Materials Required for This Recipe

  • Buttermilk: The addition of buttermilk to bread dough improves both the taste and the rise of the bread by activating the baking soda. Do not omit the buttermilk; if you do not have any on hand, use my buttermilk substitute recipe instead. For optimal results, make sure the buttermilk is chilled as well.
  • Flour; this soda bread doesn’t require any extra flourishes. All-purpose flour is the only ingredient required.
  • Butter — utilizing extremely cold butter will aid in avoiding a sticky dough. Even better would be frozen butter cubes. Butter can be worked into the dough by hand or with a pastry cutter.
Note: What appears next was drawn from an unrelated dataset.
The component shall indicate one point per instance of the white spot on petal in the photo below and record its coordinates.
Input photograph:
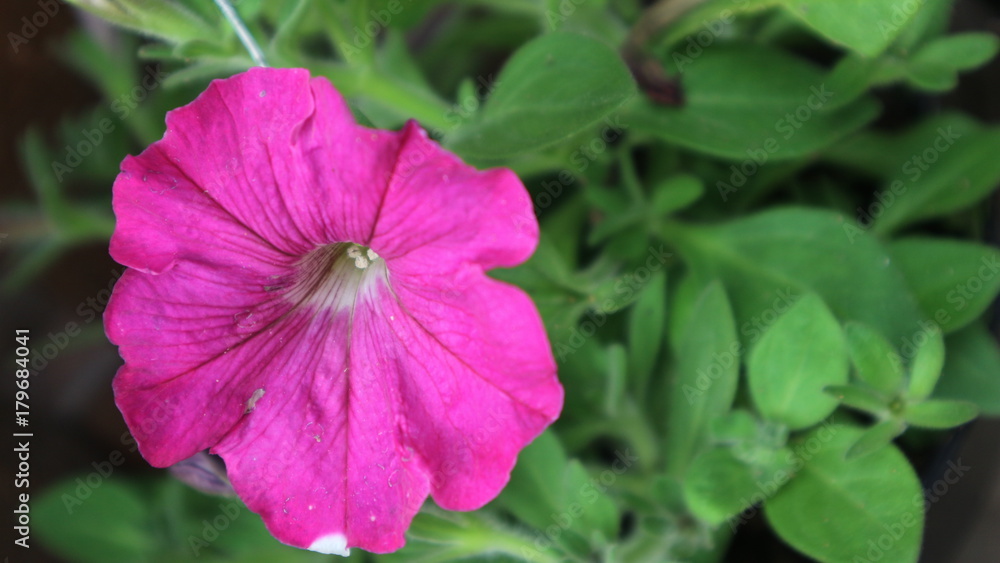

  • ▢1⅔ cup buttermilk cold
  • ▢1 egg
  • ▢4 cups flour (480g)
  • ▢4 tablespoons granulated sugar
  • ▢1½ teaspoon baking soda (9g)
  • ▢1 teaspoon kosher salt (9g)
  • ▢4 tablespoons butter cold, diced (57g)
  • ▢1 cup raisins optional or currants


  • Buttermilk and egg should be whisked together and set aside.
  • In a large bowl, combine the flour, sugar, baking powder, and salt. Stir in the currants or raisins if you’re using them.
  • Working with your hands or a pastry cutter, cut the butter into the flour until it resembles small peas.
  • The buttermilk mixture should be poured into a well you’ve made in the center of the flour mixture. The flour should be incorporated into the dough by folding the mixture with a spatula.
  • Then, shape the dough into a loaf and place it on a baking sheet lined with parchment paper or a cast iron pan that has been seasoned with cooking oil.
  • Bake for 25 to 30 minutes, until the top, is golden brown and the center is set (if necessary, score the top with an “X”). If browning occurs on top of the bread, tent it with foil. The soda bread needs to cool completely before being served.


  • The dough should look a little shaggy, so don’t overwork it. No need to knead the dough until it’s silky smooth.
  • Scoring the bread deeply is recommended for thorough baking.
  • You can also include things like nuts, caraway seeds, honey, pumpkin seeds, sunflower seeds, and citrus zest.
  • Soda bread can be baked in a cast-iron skillet, on a large baking sheet, or in a cake pan or pie dish with a removable bottom.
  • If you want evenly baked bread, avoid using a loaf pan.
  • Use an instant-read thermometer inserted into the bread’s thickest part if you’re unsure of when it’s done baking. Put 200 degrees in the middle.
  • Make sure you don’t overwork the dough by using an accurate flour measuring tool. The most common cause of dense bread is using too much flour in the recipe. A scale is the most accurate tool for measuring flour. If you don’t have a flour sifter, you can use a spoon to aerate the flour before sprinkling it into a measuring cup and then leveling it off with a knife.



Soda bread is best served with butter and hot beverages like coffee or tea. Honey or jam on the side is a nice touch as well. Some of my favorite condiments are honey butter, pumpkin butter, and apple butter, all of which I’ve made myself.


Unless stored in the refrigerator, soda bread only keeps for three days at room temperature. To keep the bread as moist as possible, you should only slice what will be served.

Download This Article + Recipe in PDF Format.